She became aware that Tim—or possibly Jim—had paused, looking at her expectantly. She jerked herself back to the present, trying to remember what he’d been talking about. Something about hiking in the Lake District?
“That sounds…nice?” she ventured.
His nice mouth curved in a nice smile, showing nice teeth. She could sense the shy hope kindling in his heart. “It’s so good to finally meet a woman who shares the same interests. I wasn’t sure about coming to this event tonight, but now I’m glad that I did.”
Rose’s polite smile was so fixed, she feared she might never change expression again. She desperately wanted to look at her watch.
To her intense relief, the shrill blast of a whistle broke the awkward pause. “Time’s up!” announced the organizer in a bright, cheery voice. “Gentlemen, please find your final lady!”
Tim-maybe-Jim gave her another of those shy, sweet smiles as he rose. “I’ll definitely be marking your name down on my form, Rose. I hope you’ll mark mine?”

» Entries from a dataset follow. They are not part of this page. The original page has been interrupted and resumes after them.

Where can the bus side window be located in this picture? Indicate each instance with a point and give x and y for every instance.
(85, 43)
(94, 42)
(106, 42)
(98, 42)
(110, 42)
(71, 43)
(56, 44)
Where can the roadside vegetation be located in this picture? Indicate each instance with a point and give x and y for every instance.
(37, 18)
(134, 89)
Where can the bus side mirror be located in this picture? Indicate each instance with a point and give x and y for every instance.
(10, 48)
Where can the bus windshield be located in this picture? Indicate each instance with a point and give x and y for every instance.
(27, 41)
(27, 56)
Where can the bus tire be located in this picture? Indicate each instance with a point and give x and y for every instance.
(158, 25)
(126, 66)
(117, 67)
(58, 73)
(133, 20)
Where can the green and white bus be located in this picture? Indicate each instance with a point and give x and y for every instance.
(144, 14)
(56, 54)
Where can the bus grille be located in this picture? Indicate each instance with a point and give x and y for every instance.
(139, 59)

Rose forced out a strained laugh. “Oh, you know it’s against the rules to talk about that now. And you still have one date left. You might like her even more than you like me, Tim.”
His face fell a little. “Jim.”
She winced. “Yes, sorry. Too much chatter in here.” She fiddled with her pen, pretending to write on her form. “Anyway, it was nice to meet you.”

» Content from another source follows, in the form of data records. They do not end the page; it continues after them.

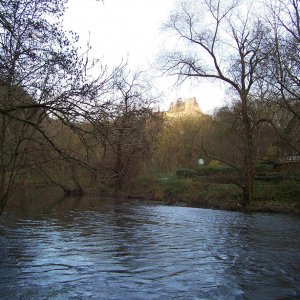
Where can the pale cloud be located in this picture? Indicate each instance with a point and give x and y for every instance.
(131, 30)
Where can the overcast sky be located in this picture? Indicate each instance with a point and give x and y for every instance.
(131, 30)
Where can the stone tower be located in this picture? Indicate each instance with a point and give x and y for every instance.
(181, 106)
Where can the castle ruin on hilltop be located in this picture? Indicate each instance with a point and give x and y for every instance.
(181, 106)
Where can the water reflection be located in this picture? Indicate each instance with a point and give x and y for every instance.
(106, 249)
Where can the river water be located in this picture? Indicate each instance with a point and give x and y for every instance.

She gusted out a long sigh, slumping in her chair as Jim-not-Tim headed for his next date. Morosely, she followed his retreating back. It was a perfectly nice back. He was a perfectly nice man.
Not our mate, said her swan.
“Oh, be quiet,” she muttered under her breath. “We’re not looking for a mate, remember? Just a nice, normal man.”
She stared down at her list of names. All of them had been nice, normal men. Mostly a little nervous and awkward—as was to be expected at a speed dating event for the over forties—but perfectly pleasant. None of them had had tattoos, or even the slightest hint of danger.
None of them had had dark eyes filled with leashed fire.
With a grimace, she banished Ash’s still, intent face from her mind. If she was going to insist that her swan stop pining after their long-lost mate, she could hardly cling onto a silly crush of her own.
Squaring her shoulders, she forced herself to think positively. She still had one more date to go this evening. There was still a chance she might feel a spark of attraction.
The chair opposite her scraped against the floor. Fixing a welcoming smile on her face, Rose looked up at the man who’d just sat down.
“Wayne?” she said incredulously.
The graying wolf shifter flashed his teeth in what she assumed was meant to be a smile, but looked more like a rictus snarl of pain. “Hello, Rose,” he mumbled, not meeting her eyes.
She blinked at him, completely taken aback. She’d deliberately picked this speed dating event because it was human-run. Shifters tended to organize their own versions of such things, with much larger numbers. When you could recognize your true mate on sight, there was no need for five minutes of getting-to-know-you chit-chat.
“I wasn’t expecting to see any other shifters tonight,” she said, lowering her voice. “What are you doing here?”
Wayne shifted uncomfortably in his chair. “He told me to come.”
“He?”
Wayne jerked his head in a strange, convulsive motion. A sharp, bitten-off whine escaped through his teeth. “Can’t. Can’t talk about that.”
Is he drunk? Rose wondered. Her sense of him was oddly foggy. He was such a dense, swirling soup of contradictory emotion, she couldn’t get a fix on him.
“Wayne, are you all right?” she asked in concern.
“No.” He twitched again, and she sensed a jagged lightning-bolt of pain shoot through the roiling turmoil of his aura. “Yes. Yes. I said yes!”
“You’re hurt,” she said, noticing a bandage wrapped around his right wrist. Fresh red spots were spreading across the dirty gauze.
“New tattoo,” Wayne said, his aura darkening with a
peculiar sharp, stabbing splatter of black humor. His left hand closed over the bandage, hiding it from view. “Still getting used to it. Don’t ask me questions.”